Quanto a escolha da data da aprovação das cotas, foi devido ao fato de ser um dia em que se comemora o Dia da Consciência Negra, entendendo que a “presença negra na instituição é resistência. Aprovação das cotas é resultado de desdobramento de luta da população negra. Que no Brasil se expressa a partir da vida do Zumbi dos Palmares. Os negros comemoram por causa dos antepassados e vem lutando pelos direitos”, afirma o professor.
É o que diz a mestranda da pós-graduação em Educação (PPE), Catarina Messias Alves, ao relatar que mesmo não tendo ingressado por meio de cotas gostaria de ver mais representatividade nas universidades, em todos os departamentos da instituição, para enxergar pessoas parecidas com ela. Além de querer uma reestruturação curricular, com pautas antirracistas. Para Catarina, a comemoração nesta data é para reafirmar uma cultura e uma identidade, antes tida como invisível.
Eventos
Segundo Delton, os eventos sucedem com frequência para promover um constante debate sobre as questões raciais na instituição, lembrando que grupo de pesquisa é de acolhimento e de produção de conhecimento. Cita como exemplo a Semana Afro-brasileira do Neab, evento ocorrido em 3 e 4 de novembro, que contou com palestras, rodas de conversa, exibição de documentários e exposição de artes.

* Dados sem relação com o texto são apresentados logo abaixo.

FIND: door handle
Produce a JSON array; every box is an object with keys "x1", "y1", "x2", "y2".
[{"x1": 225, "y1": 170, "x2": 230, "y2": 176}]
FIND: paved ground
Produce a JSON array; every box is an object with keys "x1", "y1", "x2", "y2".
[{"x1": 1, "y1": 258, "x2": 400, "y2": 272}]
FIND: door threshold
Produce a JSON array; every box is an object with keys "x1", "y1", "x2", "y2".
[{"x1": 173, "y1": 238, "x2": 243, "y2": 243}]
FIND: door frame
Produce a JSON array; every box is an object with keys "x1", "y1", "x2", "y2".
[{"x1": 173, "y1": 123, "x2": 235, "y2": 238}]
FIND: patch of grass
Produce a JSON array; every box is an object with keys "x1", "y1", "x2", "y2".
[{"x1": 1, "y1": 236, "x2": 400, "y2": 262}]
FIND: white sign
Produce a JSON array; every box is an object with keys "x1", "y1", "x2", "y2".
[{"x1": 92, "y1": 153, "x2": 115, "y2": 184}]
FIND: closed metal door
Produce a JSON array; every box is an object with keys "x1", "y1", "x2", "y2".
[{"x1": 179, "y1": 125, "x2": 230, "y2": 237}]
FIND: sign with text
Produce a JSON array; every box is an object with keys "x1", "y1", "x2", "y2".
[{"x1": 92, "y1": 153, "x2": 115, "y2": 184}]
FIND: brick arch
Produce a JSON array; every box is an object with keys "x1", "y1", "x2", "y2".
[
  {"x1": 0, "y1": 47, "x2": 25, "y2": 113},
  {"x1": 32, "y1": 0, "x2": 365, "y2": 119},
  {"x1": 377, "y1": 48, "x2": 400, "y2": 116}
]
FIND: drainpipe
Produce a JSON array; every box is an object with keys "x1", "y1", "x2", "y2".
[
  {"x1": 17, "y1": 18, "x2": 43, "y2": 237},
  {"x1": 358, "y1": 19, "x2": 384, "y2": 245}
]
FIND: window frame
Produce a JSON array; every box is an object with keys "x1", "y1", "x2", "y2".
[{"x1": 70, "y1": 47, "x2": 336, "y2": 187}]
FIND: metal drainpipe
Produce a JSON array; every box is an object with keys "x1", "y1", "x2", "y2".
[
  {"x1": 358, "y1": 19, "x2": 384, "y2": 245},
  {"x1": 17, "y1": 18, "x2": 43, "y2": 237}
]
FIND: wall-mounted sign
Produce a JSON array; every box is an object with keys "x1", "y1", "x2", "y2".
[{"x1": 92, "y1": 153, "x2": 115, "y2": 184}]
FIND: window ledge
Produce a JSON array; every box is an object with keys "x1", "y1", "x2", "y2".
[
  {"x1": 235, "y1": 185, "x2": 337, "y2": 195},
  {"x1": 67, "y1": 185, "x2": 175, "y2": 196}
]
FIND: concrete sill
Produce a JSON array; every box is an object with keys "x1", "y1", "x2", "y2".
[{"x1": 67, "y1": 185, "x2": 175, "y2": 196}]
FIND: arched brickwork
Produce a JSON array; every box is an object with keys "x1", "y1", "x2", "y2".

A Semana teve como título “Somos os primeiros e não seremos os últimos”, simbolizando a trajetória dos afro-brasileiros, os primeiros da família a ter os direitos de frequentarem uma universidade como estudantes e que não serão os últimos dos seus entes queridos a prosseguirem com estes direitos e até mesmo reivindicá-los mais, como bolsa, auxílio de alimentação e cotas de permanência.
Em outras atividades ocorrem no grupo de estudo leitura de livros como “O movimento negro educador: saberes construídos nas lutas por emancipação”, escrito por Nilma Lino Gomes. As pessoas do Núcleo estão ativas nas redes sociais com o endereço @neiabuem. Por isto, sentem que estão constantemente comemorando o Dia da Consciência Negra e o Dia do Zumbi.
Para que serve o Dia da Consciência Negra?
A data celebrativa diz respeito aos negros reivindicarem que seus direitos sejam respeitados, uma luta de seus antepassados, e que novas conquistas ocorram. A comemoração também remete à relevância de que as raízes, enfim, a história dos negros, de sua cultura, possam ter representatividade na sociedade de maneira igualitária. E, consequentemente, conscientizar o quanto e como sofrem e sofreram violência com o decorrer do tempo. Violência, esta que vai desde racismo explícito ao racismo estrutural típico da sociedade contemporânea.
A luta é para que essa tomada de consciência se faça entre as pessoas brancas, de maneira que elas passem a enxergarem os privilégios que possuem, permitindo que mudem a forma de agir perante situações de injustiça e, claro, transformar suas ações para que atitudes racistas não sejam reproduzidas.